Karen, coadiuvata da pochi fedeli alleati (tra cui un pingue barelliere) dovranno cercare di bloccare l’avanzata degli spiriti maligni pieni di rancori e alla ricerca di una sana vendetta ed esercitarsi secondo un condizionamento della mente che mette a repentaglio equilibri già piuttosto flebili all’interno di un’ organizzazione che denuncia sempre più un caos incontrollato ed una gestione a dir poco eccentrica e sconsiderata.
The Kingdom Exodus – la recensione
Le basi che hanno determinato la genesi del rivoluzionario e seguitissimo serial The Kingdom nell’ormai lontano 1994 (e sviluppato il suo secondo capitolo nel 1997) hanno finalmente indotto il geniaccio danese Lars Von Trier a rimetter mano al progetto per svilupparne una tardiva nuova possibilità di sviluppo.
L’incipit è sensazionale e dimostra come il grande autore ami prendersi in giro ed ironizzare su tutto ciò che i media favoleggiano sul suo conto e sull’arte che, tramite il cinema e la sua complessa narrazione, Trier ha saputo darci in oltre un quarantennio di carriera.
L’avvio di questo terzo capitolo, che si svilupperà in un serial di cinque puntate a disposizione del portale streaming Mubi già dai prossimi mesi, prende sonoramente in giro la versione raccontata dallo stesso Trier nei primi due capitoli, opponendogli una nuova verità che il terzo capitolo, con fare assai sarcastico, si prende il merito di portare avanti.
L’inquietudine che tormenta le fondamenta melmose su cui giace l’imponente struttura alterna poi, rispettando alla perfezione i canoni della ripetitività televisiva tipica ora dei serial appannaggio dei canali in streaming, scenette colorite e sarcastiche che riguardano una molteplicità di personaggi in parte ricollegati a quelli degli episodi precedenti ed in parte nuovi.
Nel cast, oltre ad attori danesi a noi inevitabilmente poco noti, non possiamo non riconoscere il volto sempre inquietante e pur sempre fondamentale dell’amato Udo Kier, apprezzare la presenza di un sempre adeguatamente ‘demoniaco’ (quando al servizio di von Trier) Willem Dafoe e di un Alexander Skarsgard nei panni di un arrogante avvocato ammazzasentenze.
E alla fine, trascinati da tutta una serie di eventi che alternano l’inquietudine ed il mistero ad una serie di situazioni al limite della comicità più demenziale, questo terzo capitolo di The Kingdom appare certamente un lavoro che si è piuttosto soddisfatti di poter riaffrontare.

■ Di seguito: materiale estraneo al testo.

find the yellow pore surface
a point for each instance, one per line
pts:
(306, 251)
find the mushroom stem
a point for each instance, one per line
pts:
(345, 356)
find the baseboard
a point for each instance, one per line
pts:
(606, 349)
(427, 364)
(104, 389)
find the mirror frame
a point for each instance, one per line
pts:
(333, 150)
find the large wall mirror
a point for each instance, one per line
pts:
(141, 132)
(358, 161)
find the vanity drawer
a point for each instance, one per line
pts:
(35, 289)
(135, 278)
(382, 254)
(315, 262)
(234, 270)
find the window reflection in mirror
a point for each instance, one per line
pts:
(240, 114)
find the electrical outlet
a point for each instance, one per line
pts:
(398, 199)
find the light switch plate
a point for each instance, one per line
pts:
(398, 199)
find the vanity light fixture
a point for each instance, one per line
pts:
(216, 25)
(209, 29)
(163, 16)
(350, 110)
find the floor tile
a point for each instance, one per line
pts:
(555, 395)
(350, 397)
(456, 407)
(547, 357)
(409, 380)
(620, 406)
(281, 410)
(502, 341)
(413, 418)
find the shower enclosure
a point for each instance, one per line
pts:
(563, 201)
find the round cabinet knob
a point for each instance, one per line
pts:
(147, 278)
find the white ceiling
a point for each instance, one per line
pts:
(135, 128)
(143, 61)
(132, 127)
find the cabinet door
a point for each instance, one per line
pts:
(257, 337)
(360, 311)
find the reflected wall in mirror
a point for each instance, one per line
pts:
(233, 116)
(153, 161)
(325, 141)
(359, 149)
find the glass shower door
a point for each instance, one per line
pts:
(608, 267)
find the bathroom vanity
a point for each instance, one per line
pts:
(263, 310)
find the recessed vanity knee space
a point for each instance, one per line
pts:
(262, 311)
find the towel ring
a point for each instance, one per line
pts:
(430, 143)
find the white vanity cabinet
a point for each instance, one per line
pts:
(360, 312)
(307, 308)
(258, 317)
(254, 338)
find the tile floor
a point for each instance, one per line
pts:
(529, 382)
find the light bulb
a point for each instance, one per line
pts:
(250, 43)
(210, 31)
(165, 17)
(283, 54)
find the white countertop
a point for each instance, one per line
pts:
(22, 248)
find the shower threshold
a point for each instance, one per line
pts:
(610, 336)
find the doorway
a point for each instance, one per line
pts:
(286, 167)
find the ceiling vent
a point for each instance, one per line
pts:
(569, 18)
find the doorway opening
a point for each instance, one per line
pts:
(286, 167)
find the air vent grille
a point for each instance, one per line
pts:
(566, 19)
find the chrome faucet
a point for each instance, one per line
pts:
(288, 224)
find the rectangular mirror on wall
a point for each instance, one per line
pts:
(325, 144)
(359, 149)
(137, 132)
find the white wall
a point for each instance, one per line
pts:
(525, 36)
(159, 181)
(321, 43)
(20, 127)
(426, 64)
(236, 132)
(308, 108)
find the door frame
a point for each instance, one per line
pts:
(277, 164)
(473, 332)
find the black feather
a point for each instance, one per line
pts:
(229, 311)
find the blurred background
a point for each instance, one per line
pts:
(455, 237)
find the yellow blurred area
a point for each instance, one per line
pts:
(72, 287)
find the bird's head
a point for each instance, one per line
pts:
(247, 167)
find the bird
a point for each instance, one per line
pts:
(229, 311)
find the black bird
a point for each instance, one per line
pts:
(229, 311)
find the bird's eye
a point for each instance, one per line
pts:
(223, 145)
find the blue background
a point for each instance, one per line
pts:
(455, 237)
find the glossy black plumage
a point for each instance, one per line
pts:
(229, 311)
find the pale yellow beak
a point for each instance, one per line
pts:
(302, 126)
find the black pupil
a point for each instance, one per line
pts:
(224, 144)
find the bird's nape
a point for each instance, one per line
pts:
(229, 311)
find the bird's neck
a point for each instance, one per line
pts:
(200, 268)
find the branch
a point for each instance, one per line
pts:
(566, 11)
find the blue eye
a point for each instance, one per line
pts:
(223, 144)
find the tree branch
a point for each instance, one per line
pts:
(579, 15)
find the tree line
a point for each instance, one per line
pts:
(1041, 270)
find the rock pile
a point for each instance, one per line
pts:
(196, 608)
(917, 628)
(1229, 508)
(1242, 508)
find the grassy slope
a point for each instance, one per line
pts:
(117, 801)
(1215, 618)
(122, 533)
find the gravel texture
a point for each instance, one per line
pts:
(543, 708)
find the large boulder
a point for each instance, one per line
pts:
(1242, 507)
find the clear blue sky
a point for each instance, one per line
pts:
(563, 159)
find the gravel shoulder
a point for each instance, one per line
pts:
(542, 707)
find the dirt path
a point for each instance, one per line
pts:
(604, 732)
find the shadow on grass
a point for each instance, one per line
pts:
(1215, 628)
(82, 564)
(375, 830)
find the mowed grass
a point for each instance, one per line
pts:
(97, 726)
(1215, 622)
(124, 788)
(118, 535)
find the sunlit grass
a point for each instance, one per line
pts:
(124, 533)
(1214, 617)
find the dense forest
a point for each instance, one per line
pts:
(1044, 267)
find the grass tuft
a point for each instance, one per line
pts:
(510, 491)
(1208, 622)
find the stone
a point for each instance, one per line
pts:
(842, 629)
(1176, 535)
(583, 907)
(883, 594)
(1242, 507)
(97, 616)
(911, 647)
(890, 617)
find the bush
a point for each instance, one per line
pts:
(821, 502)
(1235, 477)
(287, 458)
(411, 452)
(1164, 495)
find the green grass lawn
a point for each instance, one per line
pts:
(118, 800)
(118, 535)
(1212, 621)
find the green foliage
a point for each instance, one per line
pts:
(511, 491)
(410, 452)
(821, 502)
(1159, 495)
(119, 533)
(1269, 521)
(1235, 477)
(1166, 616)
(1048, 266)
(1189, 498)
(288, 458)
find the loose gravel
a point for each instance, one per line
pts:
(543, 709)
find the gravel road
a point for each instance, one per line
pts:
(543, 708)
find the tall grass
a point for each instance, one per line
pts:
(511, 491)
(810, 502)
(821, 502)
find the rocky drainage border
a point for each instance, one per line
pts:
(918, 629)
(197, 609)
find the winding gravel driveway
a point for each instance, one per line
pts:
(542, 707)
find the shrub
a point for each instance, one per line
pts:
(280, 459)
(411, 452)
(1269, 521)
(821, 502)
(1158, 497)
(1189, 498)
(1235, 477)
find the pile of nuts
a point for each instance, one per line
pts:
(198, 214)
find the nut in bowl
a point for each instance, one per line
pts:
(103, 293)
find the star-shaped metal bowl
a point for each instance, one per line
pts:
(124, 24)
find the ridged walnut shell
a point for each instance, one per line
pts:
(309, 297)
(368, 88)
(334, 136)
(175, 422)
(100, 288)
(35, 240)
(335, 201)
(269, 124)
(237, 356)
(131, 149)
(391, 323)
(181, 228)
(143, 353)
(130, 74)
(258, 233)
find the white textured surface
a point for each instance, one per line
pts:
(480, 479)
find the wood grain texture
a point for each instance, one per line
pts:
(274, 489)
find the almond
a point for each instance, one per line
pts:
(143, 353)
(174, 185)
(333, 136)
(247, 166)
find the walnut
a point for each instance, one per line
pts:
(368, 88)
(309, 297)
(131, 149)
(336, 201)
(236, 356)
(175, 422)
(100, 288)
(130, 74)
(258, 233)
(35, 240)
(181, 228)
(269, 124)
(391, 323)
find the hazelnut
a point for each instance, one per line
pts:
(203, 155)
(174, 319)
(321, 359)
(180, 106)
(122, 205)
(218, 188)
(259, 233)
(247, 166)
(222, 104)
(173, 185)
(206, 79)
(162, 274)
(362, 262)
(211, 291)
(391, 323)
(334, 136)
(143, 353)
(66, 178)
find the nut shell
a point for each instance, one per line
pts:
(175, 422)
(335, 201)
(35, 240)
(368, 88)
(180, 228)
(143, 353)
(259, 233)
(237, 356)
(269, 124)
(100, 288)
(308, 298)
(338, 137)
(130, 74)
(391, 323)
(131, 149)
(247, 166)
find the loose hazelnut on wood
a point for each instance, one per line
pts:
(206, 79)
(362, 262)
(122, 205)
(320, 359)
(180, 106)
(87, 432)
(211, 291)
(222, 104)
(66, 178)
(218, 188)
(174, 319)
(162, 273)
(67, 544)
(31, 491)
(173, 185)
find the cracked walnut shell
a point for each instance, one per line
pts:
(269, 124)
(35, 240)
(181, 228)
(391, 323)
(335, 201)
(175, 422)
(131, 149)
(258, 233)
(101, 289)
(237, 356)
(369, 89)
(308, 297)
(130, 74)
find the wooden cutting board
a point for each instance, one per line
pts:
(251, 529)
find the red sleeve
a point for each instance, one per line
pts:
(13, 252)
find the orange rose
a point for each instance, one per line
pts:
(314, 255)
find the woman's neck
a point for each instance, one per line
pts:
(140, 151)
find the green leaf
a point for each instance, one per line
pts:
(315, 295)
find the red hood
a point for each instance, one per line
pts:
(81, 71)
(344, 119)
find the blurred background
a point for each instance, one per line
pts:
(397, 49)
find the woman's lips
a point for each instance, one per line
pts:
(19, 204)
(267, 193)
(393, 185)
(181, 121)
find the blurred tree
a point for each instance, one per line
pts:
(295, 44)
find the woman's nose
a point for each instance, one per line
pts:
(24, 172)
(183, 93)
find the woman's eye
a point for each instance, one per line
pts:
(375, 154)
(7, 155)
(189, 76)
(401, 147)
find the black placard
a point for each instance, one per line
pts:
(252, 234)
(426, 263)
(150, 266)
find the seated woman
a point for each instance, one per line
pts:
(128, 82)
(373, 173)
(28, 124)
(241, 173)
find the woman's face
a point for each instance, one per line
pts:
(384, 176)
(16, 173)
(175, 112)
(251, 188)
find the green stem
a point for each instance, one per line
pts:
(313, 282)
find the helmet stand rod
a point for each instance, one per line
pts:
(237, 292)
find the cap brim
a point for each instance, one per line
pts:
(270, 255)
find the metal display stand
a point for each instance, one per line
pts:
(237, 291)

Certo è pur vero che i ritmi e la serialità di stampo televisivo incoraggiano la sceneggiatura a creare una sorta di ripetizione di eventi e una marcata suddivisione del racconto a singhiozzo. Questo per incoraggiare le attese e tener desta l’attenzione verso una storia che, tuttavia, in sede festivaliera, affrontata di getto e senza soluzione di continuità per oltre cinque ore senza tregua, rende un po’ più meccanica tutta la struttura narrativa rispetto a quanto accadrà dinanzi ad una programmazione scientemente suddivisa in puntate da un’ora ciascuna (affrontate con un corretto intervallo temporale) che permetta di poter assaporare le dinamiche di un mistero che, probabilmente, non si chiarirà mai a fondo completamente.